Ms. Sherman reports that the school in question, variously identified as the Legacy Business School and as affiliated with the European School of Economics (ESE), until recently had Kris Jenner as its board chairman. Ms. Jenner is the mother of the Kardashian women, the builder of the Kardashian media empire, and former spouse to the former Bruce Jenner, the former male Olympian athlete who has been converted into the much-photographed Caitlyn Jenner. The school's website no longer carries Kris Jenner's name and, while we are dealing with negatives, Trump did not own Legacy, as he did Trump University.

The Daily Beast reported that ESE has been on the New York scene for at least a decade and "has been sued a dozen times in the US alone since 2006 for failing to make good on their debts." What's more, according to the same source, the New York State Education Department "had been trying for years to stop [the school] from operating without legal approval."

Trump's involvement in the school is minimal. He apparently has come to several fund-raising galas there and was quoted as saying that it is a great school and has been a great tenant.

Setting aside for the moment the for-profit school's glittering address, its glamorous connections, and its financial woes, how does it continue to teach what Business of Fashion believes is an all-alien, all-wealthy set of students without DHS permission to do so?

Here comes the sleight of hand, as reported by Ms. Sherman:

When asked what sort of assistance Legacy provides its students to enter and reside in the US legally, Nomellini explained that foreign students enrolled at Legacy are typically enrolled at Rennert, an English-teaching school that is able to issue the I-20 document to students. "International students studying at Legacy are required to express a primary interest in mastering their English," he said. "Students are required to study at Rennert International 20 hours a week ... to maintain their [Student and Exchange Visitor Information System] status. After meeting the weekly requirements at Rennert International, students subsequently attend Legacy Business School."

Allesandro Nomellini is Legacy's CEO. Rennert is a DHS-licensed English-language training school.
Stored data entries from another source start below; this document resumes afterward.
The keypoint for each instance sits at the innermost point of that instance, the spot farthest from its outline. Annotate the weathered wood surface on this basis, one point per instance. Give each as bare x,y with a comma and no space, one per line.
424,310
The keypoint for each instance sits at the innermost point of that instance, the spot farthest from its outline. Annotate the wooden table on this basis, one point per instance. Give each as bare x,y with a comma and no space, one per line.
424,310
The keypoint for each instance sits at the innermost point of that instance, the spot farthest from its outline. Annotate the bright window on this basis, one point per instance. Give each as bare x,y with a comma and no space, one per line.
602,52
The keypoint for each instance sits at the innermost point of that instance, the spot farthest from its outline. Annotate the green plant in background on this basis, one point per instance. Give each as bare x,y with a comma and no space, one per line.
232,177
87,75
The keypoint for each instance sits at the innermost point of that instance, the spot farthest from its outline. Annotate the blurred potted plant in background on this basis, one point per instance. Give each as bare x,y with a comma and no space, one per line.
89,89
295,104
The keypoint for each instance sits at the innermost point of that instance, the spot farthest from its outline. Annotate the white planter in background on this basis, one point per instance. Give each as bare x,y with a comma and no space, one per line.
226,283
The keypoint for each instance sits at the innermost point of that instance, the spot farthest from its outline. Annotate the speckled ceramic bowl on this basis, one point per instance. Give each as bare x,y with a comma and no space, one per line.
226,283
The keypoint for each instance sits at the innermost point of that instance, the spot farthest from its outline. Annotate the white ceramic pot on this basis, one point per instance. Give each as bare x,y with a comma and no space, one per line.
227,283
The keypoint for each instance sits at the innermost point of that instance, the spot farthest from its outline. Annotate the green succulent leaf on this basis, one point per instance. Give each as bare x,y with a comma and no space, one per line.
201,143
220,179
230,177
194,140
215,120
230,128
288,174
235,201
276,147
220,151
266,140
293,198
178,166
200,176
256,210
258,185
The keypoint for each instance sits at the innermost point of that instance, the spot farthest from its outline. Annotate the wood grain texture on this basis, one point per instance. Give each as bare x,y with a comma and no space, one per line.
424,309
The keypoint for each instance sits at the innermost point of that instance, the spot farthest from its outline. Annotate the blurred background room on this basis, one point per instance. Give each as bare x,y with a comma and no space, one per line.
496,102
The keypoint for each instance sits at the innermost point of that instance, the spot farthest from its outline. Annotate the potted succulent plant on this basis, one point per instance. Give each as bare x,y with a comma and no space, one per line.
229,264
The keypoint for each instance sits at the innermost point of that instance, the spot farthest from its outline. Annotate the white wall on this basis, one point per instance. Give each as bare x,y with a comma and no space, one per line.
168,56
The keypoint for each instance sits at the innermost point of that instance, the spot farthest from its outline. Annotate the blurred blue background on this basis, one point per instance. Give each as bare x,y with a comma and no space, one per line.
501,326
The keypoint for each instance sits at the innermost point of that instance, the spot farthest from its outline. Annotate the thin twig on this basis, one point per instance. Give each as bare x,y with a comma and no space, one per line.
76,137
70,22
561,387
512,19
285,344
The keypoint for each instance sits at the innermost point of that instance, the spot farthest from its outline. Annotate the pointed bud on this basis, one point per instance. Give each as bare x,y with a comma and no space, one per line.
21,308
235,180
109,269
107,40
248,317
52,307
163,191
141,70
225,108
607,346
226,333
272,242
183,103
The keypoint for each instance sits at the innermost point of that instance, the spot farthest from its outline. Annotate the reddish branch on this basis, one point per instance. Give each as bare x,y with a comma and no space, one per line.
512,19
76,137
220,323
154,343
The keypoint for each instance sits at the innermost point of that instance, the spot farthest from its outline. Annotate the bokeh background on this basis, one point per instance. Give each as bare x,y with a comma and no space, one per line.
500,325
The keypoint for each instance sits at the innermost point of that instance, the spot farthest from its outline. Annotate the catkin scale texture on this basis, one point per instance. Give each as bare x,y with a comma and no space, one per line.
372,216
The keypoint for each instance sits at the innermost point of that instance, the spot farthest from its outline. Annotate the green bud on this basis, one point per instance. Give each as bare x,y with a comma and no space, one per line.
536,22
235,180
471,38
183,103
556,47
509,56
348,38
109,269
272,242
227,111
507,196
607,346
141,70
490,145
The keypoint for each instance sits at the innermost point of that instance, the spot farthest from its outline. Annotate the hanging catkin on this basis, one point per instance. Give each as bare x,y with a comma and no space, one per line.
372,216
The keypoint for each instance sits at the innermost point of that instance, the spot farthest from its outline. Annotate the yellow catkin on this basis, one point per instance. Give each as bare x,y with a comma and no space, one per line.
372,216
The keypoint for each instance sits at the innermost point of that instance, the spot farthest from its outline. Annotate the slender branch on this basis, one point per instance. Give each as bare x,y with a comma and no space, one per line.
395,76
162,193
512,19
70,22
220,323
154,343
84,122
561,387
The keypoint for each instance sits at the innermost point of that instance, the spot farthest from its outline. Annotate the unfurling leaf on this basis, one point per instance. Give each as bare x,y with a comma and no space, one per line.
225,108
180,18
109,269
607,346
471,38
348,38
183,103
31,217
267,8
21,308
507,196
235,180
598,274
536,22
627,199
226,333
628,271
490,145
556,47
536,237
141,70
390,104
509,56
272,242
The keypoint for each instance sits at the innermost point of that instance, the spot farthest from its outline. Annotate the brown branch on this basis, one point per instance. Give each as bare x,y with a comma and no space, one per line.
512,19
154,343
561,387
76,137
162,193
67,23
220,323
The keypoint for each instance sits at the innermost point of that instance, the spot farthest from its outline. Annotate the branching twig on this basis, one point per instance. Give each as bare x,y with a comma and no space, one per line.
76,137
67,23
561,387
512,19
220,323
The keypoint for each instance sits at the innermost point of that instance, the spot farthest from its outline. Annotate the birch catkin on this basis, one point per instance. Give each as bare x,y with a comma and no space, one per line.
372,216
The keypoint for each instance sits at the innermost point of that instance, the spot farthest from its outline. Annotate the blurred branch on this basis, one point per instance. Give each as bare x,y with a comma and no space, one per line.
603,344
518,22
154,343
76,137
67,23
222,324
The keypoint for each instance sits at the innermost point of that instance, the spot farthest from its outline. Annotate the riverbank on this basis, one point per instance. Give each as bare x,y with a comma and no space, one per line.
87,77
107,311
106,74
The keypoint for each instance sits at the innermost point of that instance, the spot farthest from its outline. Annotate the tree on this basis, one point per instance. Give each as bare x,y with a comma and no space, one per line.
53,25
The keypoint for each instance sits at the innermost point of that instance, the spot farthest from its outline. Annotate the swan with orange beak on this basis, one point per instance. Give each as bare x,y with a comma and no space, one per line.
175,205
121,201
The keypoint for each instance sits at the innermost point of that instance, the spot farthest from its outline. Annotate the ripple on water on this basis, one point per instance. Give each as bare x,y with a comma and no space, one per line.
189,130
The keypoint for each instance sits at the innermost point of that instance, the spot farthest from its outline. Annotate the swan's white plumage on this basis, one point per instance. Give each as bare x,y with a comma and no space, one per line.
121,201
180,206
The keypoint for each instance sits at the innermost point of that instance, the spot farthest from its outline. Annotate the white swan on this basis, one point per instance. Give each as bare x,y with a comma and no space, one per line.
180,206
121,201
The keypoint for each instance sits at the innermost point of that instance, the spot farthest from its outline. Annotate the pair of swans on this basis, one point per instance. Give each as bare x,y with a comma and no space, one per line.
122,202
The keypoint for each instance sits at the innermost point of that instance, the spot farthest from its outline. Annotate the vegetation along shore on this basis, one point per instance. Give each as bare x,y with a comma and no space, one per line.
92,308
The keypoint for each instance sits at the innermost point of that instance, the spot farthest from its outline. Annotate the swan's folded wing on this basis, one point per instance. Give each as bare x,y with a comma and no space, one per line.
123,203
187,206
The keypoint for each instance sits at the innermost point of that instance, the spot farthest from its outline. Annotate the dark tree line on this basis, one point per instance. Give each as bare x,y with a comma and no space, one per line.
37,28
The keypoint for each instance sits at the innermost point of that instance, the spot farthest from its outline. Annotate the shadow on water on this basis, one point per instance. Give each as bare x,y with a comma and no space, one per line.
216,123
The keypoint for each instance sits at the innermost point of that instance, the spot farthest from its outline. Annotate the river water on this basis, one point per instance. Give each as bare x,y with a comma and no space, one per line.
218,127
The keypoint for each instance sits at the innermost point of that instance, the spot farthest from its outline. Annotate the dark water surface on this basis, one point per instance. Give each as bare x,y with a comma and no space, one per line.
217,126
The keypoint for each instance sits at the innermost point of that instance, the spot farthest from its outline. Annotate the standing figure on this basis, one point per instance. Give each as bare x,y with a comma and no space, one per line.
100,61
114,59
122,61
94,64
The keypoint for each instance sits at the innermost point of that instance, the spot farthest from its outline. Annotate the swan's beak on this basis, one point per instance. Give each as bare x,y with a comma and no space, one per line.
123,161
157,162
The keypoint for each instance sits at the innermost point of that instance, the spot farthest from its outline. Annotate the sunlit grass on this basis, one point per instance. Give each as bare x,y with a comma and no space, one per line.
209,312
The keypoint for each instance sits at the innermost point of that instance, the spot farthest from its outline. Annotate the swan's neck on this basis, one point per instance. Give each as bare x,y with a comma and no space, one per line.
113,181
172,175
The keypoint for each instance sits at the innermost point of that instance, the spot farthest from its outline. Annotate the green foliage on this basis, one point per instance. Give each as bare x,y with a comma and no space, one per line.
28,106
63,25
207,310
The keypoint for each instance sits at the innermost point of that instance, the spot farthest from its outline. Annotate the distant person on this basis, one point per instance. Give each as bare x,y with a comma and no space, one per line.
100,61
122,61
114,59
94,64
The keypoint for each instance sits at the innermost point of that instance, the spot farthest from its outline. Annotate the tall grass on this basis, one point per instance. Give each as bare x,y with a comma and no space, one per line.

So we are supposed to believe that these foreign fashion students, whose families are paying tuition rates higher than those at Harvard Business School, have agreed to spend 20 hours a week in English language classes before they take a single class in the fashion business, and thus for all their months to years at Legacy they are carrying two full academic loads, one to learn English and the other to learn the fashion business?

That scenario strikes me as unlikely, both exhausting and expensive. (Rennert's webpage indicates that 52 weeks of 20 hours a week of English instruction comes to $20,020 on top of Legacy's tuition, and all in addition to the cost of living in New York City — a truly pricey education.)

What probably happens is that the English lessons slide away and as long as both schools are paid their tuition; no one reports any violations to DHS and most of the foreign students are actually in illegal status most of the time because they are unlikely to be spending 20 hours a week in the English classes.

Donald Trump is going to build a great wall to prevent illegal aliens from entering the United States from the south; what has he been doing to keep them out of the building where he sleeps every night?

Meanwhile a long string of city, state, and federal officials, all Democrats and all current or former residents of New York, ranging from the New York County district attorney, the mayor, the governor, and the heads of the U.S. Departments of Justice and Homeland Security, all the way up to the president of the United States, and all their subordinates, are similarly ignoring the blatantly illegal activity in Trump Tower.

Expensive for a few alien fashion wanna-bes and depressing for the rest of us.